> Matt Versions and Changes
=====

A Unix toolkit for analyzing genomic sequences
with focus on down-stream analysis of alternative splicing events
  Versions
       1.3.0
       1.2.1
       1.2.0
       1.1.0
       1.0.0
       All & change log
  • Matt 1.3.0   27th of May, 2019
    • New cmpr_features: for visual inspection + statistical testing of dependencies between features. For a given table with features, the user can plot the distribution of one feature (as boxplot) for bins of all data points. These bins are defined by quantiles of the data for each of the other features at a time. Special mode: If input table describes exons/introns and contains dPSI or PSI columns, then exon-/intron-related features are extracted automatically and the distribution of the dPSI or PSI feature is plot over the extracted exon/intron features.
    • Change get_vast: now outputs three more columns: mean PSI for grpA and gprB, and Wilcoxon test for comparing PSIs of group A vs group B.
    • Change get_vast: got extended to more robustly recognize types of splicing events (COMPLEX =~ /IR/i , /Alt3/i, /Alt5/i, -> rest are exons). Does not influcence how users use this command.
    • Perl shebang: now is #!/usr/bin/env perl
    • Rscript shebang: now is #!/usr/bin/env Rscript
    • Change get_efeature/get_ifeature: extended to allow the user to specify the gene-id-field in the GTF to be used for extracting gene ids.
    • Change cmpr_exons/cmpr_introns: adapted according to potential gene-id-field definition in get_efeatures/get_ifeatures.
    • Bugfix prnt_tab: now prints correctly table header in mode -W.
    • Bugfix retr_rnaseq: if wget failed to download SRA archives, then the prefetch method will be tried as backup download approach.
    • Bugfix add_header: does not assume anymore that there is already a header in the first line of the table to which a header should be added .

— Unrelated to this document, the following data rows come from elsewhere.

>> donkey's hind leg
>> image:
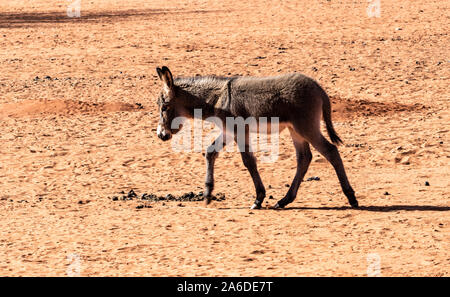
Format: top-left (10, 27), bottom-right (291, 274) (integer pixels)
top-left (204, 133), bottom-right (227, 205)
top-left (308, 133), bottom-right (358, 207)
top-left (274, 129), bottom-right (312, 208)
top-left (235, 132), bottom-right (266, 209)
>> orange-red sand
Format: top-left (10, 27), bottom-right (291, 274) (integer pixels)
top-left (0, 0), bottom-right (450, 276)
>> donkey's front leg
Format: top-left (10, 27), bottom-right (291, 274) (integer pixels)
top-left (241, 151), bottom-right (266, 209)
top-left (204, 134), bottom-right (226, 205)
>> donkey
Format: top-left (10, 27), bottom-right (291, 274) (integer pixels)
top-left (156, 66), bottom-right (358, 209)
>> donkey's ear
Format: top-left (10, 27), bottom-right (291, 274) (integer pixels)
top-left (156, 67), bottom-right (162, 80)
top-left (156, 66), bottom-right (173, 90)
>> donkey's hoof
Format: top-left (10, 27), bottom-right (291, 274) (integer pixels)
top-left (273, 203), bottom-right (284, 209)
top-left (205, 197), bottom-right (211, 205)
top-left (250, 203), bottom-right (261, 209)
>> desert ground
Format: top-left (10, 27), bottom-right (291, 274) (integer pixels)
top-left (0, 0), bottom-right (450, 276)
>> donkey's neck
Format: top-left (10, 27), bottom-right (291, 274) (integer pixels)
top-left (175, 77), bottom-right (230, 119)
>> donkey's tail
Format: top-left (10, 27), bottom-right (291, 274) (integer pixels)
top-left (321, 88), bottom-right (342, 145)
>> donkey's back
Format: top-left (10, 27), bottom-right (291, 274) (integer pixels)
top-left (228, 73), bottom-right (326, 121)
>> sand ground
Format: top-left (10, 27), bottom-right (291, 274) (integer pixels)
top-left (0, 0), bottom-right (450, 276)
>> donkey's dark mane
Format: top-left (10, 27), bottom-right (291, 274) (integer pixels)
top-left (174, 75), bottom-right (236, 87)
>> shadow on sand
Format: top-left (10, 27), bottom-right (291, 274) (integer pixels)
top-left (0, 9), bottom-right (224, 28)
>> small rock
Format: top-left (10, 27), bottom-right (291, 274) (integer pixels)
top-left (127, 190), bottom-right (137, 198)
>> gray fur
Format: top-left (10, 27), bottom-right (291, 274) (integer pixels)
top-left (157, 67), bottom-right (358, 208)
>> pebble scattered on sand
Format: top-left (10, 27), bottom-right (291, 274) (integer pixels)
top-left (111, 189), bottom-right (225, 202)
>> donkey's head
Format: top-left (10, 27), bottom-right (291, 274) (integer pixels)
top-left (156, 66), bottom-right (183, 141)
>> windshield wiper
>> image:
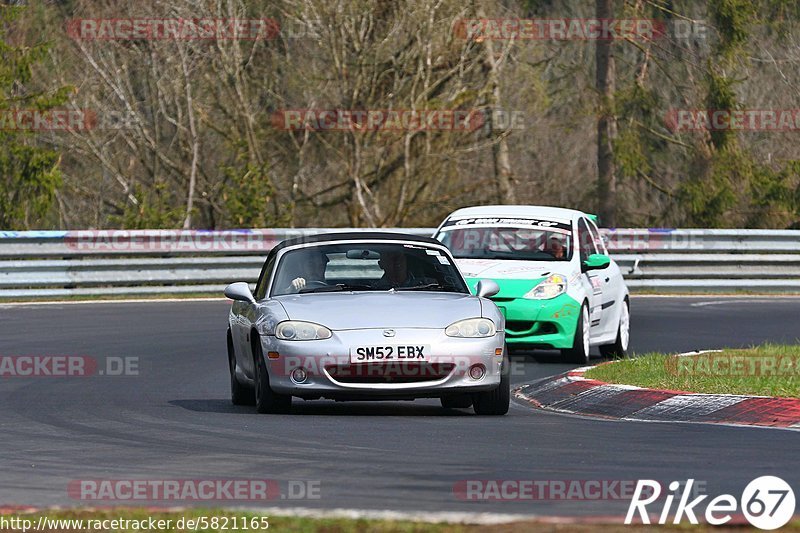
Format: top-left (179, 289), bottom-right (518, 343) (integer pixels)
top-left (297, 285), bottom-right (344, 294)
top-left (394, 283), bottom-right (444, 291)
top-left (297, 283), bottom-right (375, 294)
top-left (338, 283), bottom-right (375, 291)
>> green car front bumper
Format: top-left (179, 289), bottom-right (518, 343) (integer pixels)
top-left (467, 278), bottom-right (581, 349)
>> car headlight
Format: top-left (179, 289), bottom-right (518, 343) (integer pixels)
top-left (523, 274), bottom-right (567, 300)
top-left (275, 320), bottom-right (332, 341)
top-left (444, 318), bottom-right (497, 338)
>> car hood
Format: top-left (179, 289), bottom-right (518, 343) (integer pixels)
top-left (275, 291), bottom-right (481, 330)
top-left (456, 259), bottom-right (574, 280)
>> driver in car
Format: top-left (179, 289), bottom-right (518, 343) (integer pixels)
top-left (544, 235), bottom-right (566, 259)
top-left (288, 252), bottom-right (328, 293)
top-left (374, 251), bottom-right (419, 289)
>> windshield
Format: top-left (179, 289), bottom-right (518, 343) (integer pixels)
top-left (271, 242), bottom-right (469, 296)
top-left (436, 226), bottom-right (572, 261)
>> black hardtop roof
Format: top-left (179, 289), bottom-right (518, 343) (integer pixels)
top-left (270, 231), bottom-right (443, 255)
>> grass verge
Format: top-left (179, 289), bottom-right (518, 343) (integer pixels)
top-left (586, 344), bottom-right (800, 398)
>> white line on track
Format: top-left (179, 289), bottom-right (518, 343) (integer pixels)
top-left (689, 298), bottom-right (788, 307)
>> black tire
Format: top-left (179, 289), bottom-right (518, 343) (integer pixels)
top-left (228, 331), bottom-right (256, 405)
top-left (440, 394), bottom-right (472, 409)
top-left (472, 348), bottom-right (511, 416)
top-left (561, 303), bottom-right (589, 365)
top-left (253, 338), bottom-right (292, 414)
top-left (600, 298), bottom-right (630, 359)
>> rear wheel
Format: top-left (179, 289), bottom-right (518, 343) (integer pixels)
top-left (561, 303), bottom-right (590, 365)
top-left (228, 331), bottom-right (255, 405)
top-left (253, 339), bottom-right (292, 414)
top-left (441, 394), bottom-right (472, 409)
top-left (472, 349), bottom-right (511, 415)
top-left (600, 298), bottom-right (631, 358)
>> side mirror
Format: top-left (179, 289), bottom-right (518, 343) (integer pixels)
top-left (581, 254), bottom-right (611, 272)
top-left (475, 279), bottom-right (500, 298)
top-left (225, 281), bottom-right (256, 304)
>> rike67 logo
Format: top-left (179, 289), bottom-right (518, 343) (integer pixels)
top-left (625, 476), bottom-right (795, 530)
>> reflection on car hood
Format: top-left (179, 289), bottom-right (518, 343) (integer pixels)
top-left (275, 291), bottom-right (481, 330)
top-left (456, 259), bottom-right (573, 279)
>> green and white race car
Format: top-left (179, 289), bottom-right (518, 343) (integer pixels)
top-left (435, 205), bottom-right (630, 363)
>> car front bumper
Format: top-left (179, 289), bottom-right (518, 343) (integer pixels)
top-left (492, 294), bottom-right (581, 349)
top-left (261, 328), bottom-right (504, 399)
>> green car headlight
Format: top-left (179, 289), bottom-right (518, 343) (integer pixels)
top-left (275, 320), bottom-right (332, 341)
top-left (444, 318), bottom-right (497, 338)
top-left (523, 274), bottom-right (567, 300)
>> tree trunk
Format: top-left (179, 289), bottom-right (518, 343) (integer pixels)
top-left (595, 0), bottom-right (617, 227)
top-left (477, 3), bottom-right (516, 204)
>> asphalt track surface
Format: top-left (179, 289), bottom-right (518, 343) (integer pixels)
top-left (0, 296), bottom-right (800, 516)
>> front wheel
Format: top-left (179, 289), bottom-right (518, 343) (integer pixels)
top-left (472, 349), bottom-right (511, 415)
top-left (600, 298), bottom-right (631, 358)
top-left (561, 304), bottom-right (590, 365)
top-left (253, 341), bottom-right (292, 414)
top-left (228, 331), bottom-right (255, 405)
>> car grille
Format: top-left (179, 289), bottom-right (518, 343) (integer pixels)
top-left (506, 320), bottom-right (558, 336)
top-left (325, 363), bottom-right (456, 383)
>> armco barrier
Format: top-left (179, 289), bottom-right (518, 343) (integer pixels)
top-left (0, 228), bottom-right (800, 299)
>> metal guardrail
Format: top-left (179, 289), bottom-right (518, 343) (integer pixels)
top-left (0, 228), bottom-right (800, 299)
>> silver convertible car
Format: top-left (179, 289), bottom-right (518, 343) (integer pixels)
top-left (225, 233), bottom-right (509, 415)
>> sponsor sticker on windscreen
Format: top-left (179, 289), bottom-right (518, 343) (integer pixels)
top-left (350, 344), bottom-right (431, 363)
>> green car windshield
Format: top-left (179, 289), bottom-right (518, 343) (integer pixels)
top-left (436, 226), bottom-right (572, 261)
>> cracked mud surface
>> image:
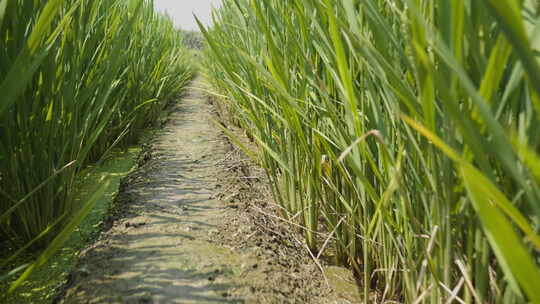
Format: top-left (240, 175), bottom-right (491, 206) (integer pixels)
top-left (56, 79), bottom-right (354, 303)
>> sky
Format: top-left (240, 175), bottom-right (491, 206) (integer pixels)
top-left (154, 0), bottom-right (221, 30)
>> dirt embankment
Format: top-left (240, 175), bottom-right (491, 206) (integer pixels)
top-left (57, 78), bottom-right (355, 303)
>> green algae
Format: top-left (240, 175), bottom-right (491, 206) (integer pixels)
top-left (0, 148), bottom-right (141, 304)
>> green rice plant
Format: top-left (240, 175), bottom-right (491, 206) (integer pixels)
top-left (201, 0), bottom-right (540, 303)
top-left (0, 0), bottom-right (193, 247)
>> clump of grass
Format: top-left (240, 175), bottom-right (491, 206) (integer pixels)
top-left (0, 0), bottom-right (193, 288)
top-left (203, 0), bottom-right (540, 303)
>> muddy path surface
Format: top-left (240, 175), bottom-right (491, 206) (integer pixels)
top-left (56, 78), bottom-right (354, 303)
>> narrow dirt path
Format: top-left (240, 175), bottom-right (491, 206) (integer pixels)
top-left (58, 79), bottom-right (356, 303)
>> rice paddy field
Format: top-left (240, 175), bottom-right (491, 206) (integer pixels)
top-left (0, 0), bottom-right (194, 289)
top-left (0, 0), bottom-right (540, 304)
top-left (202, 0), bottom-right (540, 303)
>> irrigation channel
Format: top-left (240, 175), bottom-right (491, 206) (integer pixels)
top-left (46, 77), bottom-right (356, 303)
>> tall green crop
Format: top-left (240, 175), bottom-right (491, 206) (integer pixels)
top-left (204, 0), bottom-right (540, 303)
top-left (0, 0), bottom-right (192, 247)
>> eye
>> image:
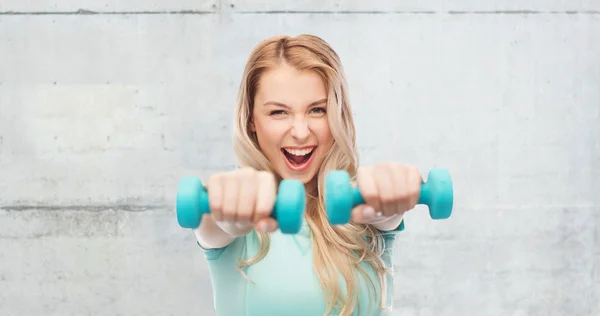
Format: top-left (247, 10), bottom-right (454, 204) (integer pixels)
top-left (310, 107), bottom-right (327, 114)
top-left (269, 110), bottom-right (285, 116)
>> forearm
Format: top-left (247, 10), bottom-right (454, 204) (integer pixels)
top-left (371, 214), bottom-right (404, 231)
top-left (194, 214), bottom-right (252, 249)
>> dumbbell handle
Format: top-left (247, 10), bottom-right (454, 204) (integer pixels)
top-left (352, 183), bottom-right (431, 207)
top-left (177, 177), bottom-right (305, 233)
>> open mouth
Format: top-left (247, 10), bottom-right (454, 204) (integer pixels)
top-left (281, 147), bottom-right (316, 170)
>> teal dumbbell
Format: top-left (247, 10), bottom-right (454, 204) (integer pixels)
top-left (176, 177), bottom-right (306, 234)
top-left (325, 169), bottom-right (454, 226)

  • Matt 1.2.1   28th of September, 2018
    • Change cmpr_exons/cmpr_introns: PDF reports contain now the reference to the Matt paper.
    • Bugfix in extr_scafids: now works correctly in mode GTF (before it was an endless loop)

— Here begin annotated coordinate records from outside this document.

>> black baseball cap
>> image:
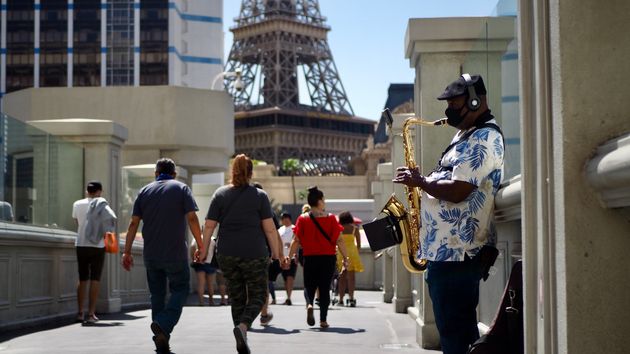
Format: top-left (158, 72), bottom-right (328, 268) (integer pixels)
top-left (85, 181), bottom-right (103, 193)
top-left (437, 75), bottom-right (486, 100)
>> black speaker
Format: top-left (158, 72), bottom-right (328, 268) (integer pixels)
top-left (462, 74), bottom-right (481, 111)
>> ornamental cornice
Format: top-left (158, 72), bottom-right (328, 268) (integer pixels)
top-left (586, 133), bottom-right (630, 208)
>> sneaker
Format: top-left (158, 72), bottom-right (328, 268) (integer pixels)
top-left (151, 322), bottom-right (171, 353)
top-left (232, 326), bottom-right (250, 354)
top-left (306, 306), bottom-right (315, 326)
top-left (85, 314), bottom-right (98, 325)
top-left (260, 312), bottom-right (273, 326)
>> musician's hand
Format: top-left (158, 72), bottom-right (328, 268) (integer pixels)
top-left (392, 166), bottom-right (424, 187)
top-left (121, 253), bottom-right (133, 271)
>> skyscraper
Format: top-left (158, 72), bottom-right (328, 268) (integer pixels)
top-left (0, 0), bottom-right (223, 107)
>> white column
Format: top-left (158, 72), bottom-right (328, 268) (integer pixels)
top-left (67, 0), bottom-right (74, 87)
top-left (33, 0), bottom-right (41, 87)
top-left (0, 0), bottom-right (7, 97)
top-left (133, 0), bottom-right (140, 86)
top-left (101, 0), bottom-right (107, 87)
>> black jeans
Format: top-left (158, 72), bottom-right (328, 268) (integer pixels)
top-left (425, 256), bottom-right (481, 354)
top-left (302, 254), bottom-right (337, 321)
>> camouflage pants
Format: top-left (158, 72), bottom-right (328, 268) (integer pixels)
top-left (218, 254), bottom-right (269, 328)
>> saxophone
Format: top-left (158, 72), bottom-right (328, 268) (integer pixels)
top-left (381, 109), bottom-right (446, 273)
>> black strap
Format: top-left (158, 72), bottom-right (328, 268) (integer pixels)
top-left (308, 212), bottom-right (333, 245)
top-left (434, 122), bottom-right (505, 172)
top-left (219, 185), bottom-right (249, 224)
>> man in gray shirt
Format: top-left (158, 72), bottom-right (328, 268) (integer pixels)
top-left (122, 158), bottom-right (203, 353)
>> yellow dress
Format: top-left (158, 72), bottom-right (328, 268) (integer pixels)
top-left (337, 234), bottom-right (363, 272)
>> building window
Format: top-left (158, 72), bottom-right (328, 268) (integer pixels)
top-left (6, 0), bottom-right (35, 92)
top-left (72, 0), bottom-right (101, 86)
top-left (39, 0), bottom-right (68, 87)
top-left (140, 0), bottom-right (168, 85)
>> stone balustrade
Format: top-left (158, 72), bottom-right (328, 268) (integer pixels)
top-left (0, 222), bottom-right (149, 331)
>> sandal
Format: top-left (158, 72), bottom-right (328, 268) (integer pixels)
top-left (306, 305), bottom-right (315, 326)
top-left (85, 314), bottom-right (98, 324)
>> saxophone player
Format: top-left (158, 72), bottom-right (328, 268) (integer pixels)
top-left (393, 74), bottom-right (504, 354)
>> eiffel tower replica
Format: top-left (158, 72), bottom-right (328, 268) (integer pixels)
top-left (224, 0), bottom-right (374, 175)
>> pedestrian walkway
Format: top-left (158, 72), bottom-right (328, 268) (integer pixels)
top-left (0, 291), bottom-right (441, 354)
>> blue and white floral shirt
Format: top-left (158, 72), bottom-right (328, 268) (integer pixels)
top-left (419, 119), bottom-right (504, 262)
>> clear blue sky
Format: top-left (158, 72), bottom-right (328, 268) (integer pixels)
top-left (223, 0), bottom-right (497, 120)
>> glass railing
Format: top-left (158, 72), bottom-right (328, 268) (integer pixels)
top-left (0, 113), bottom-right (86, 230)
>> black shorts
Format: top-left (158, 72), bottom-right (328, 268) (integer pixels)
top-left (269, 259), bottom-right (282, 281)
top-left (77, 247), bottom-right (105, 281)
top-left (282, 261), bottom-right (297, 281)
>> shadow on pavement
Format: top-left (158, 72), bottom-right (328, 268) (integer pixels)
top-left (81, 322), bottom-right (125, 327)
top-left (249, 326), bottom-right (300, 334)
top-left (313, 327), bottom-right (365, 334)
top-left (0, 312), bottom-right (147, 343)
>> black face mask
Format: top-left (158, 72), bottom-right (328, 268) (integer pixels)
top-left (444, 106), bottom-right (470, 128)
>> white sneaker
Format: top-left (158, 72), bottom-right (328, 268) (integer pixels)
top-left (260, 312), bottom-right (273, 326)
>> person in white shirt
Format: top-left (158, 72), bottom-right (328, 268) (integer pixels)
top-left (72, 181), bottom-right (116, 324)
top-left (278, 212), bottom-right (298, 305)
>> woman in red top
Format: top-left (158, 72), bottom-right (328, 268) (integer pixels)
top-left (285, 187), bottom-right (348, 328)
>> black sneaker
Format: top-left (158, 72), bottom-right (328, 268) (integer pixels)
top-left (151, 322), bottom-right (171, 354)
top-left (260, 312), bottom-right (273, 326)
top-left (233, 326), bottom-right (251, 354)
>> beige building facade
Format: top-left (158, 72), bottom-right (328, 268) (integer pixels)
top-left (372, 0), bottom-right (630, 354)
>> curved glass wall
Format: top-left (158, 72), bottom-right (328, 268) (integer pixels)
top-left (0, 113), bottom-right (85, 231)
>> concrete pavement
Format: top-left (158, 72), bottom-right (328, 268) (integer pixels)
top-left (0, 290), bottom-right (441, 354)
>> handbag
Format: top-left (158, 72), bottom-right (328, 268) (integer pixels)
top-left (363, 215), bottom-right (403, 252)
top-left (104, 232), bottom-right (118, 253)
top-left (308, 213), bottom-right (334, 246)
top-left (468, 261), bottom-right (524, 354)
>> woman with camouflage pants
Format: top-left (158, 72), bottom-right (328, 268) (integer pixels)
top-left (199, 154), bottom-right (278, 353)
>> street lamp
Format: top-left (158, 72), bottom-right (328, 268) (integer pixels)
top-left (210, 68), bottom-right (245, 91)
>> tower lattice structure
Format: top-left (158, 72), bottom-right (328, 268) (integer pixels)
top-left (224, 0), bottom-right (374, 174)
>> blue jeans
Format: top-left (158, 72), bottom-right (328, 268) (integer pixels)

  • Matt 1.2.0   1st of June, 2018
    • Change rna_maps/rna_maps_cisbp: Now, when users have defined a significance threshold, two PDF reports will be created. One with all motif RNA-maps, and a second one only with RNA maps with significant enrichment of motifs.
    • Change get_vast: simplified usability. Now, outputs all events from a VAST-TOOLs table with augmented information on PSI, dPSIs, PSI margins between PSI group a vs b, PSI range, etc. For the sub-selection of events, users might use get_rows are immediately apply def_cats. The standard workflow looks like: 1.) get_vast ... 2.) def_cats ... 3.) any high-level analysis.
    • Change get_vast: By default does not extract gene ids anymore. To do so, users can provide any gene annotation as GTF with parameter -gtf and gene ids will be retrieved automatically.
    • Change cmpr_exons/cmpr_introns: PDF reports contain now an overview section with significant results. Soignificance threshold can be controlled with argument -p PVAL.
    • Change get_efeatures/get_ifeatures: If FASTA file is unavailable, users can set its path to NA and will get all features but sequence related features.
    • New retr_geneids: Retrieve gene ids from any GTF for exons, introns, genes with known genomic locations.
    • Bugfix in rna_maps and rna_maps_cisbp: Corrects enrichment score in regions with low data coverage. Regions with 100% data coverage were unaffected.

  • Matt 1.1.0
    • First public version.

  • Matt 1.0.0
    • First version for CRG internal use only.